We present the benchmark experiment in 2_radiomicsBenchmark.R for the example dataset of the Shedden Lung Cancer Study provided in OpenML.
Adaptations made in comparison to the original study are documented in the comments within the R script.
In the meta-analysis of the benchmark results, a linear mixed model (LMM) was employed to examine significant differences among the observed performances. The LMM accounted for data correlation induced by repeatedly using the same cross-validation train/test sets by incorporating a random effect. To enable inference with respect to the experimental benchmark setup of our original study, we included datasets and pipeline variations, along with their interactions, as fixed effects in the LMM. The according analysis script is provided 3_1_lmm_sirfloxBMR.R. Of course the composition of fixed effects is dependent on the benchmark setup chosen. An adapted version of the benchmark evaluation via an LMM is provided in 3_2_lmm_lungBMR.R for the analysis of results obtained from Radiomics-based benchmark experiment.
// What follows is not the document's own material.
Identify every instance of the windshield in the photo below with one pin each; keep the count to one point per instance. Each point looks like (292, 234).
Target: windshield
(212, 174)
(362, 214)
Considering the presence of an interaction term in the linear mixed model (LMM), we computed estimated marginal means (EMMs), also known as least-squares or predicted means. The EMMs represent the adjusted means of each predictor, accounting for the mean values of the predictors they interact with in the model. These predictions were visually presented in an interaction-style plot, which included the EMMs and their corresponding simultaneous confidence intervals (CIs).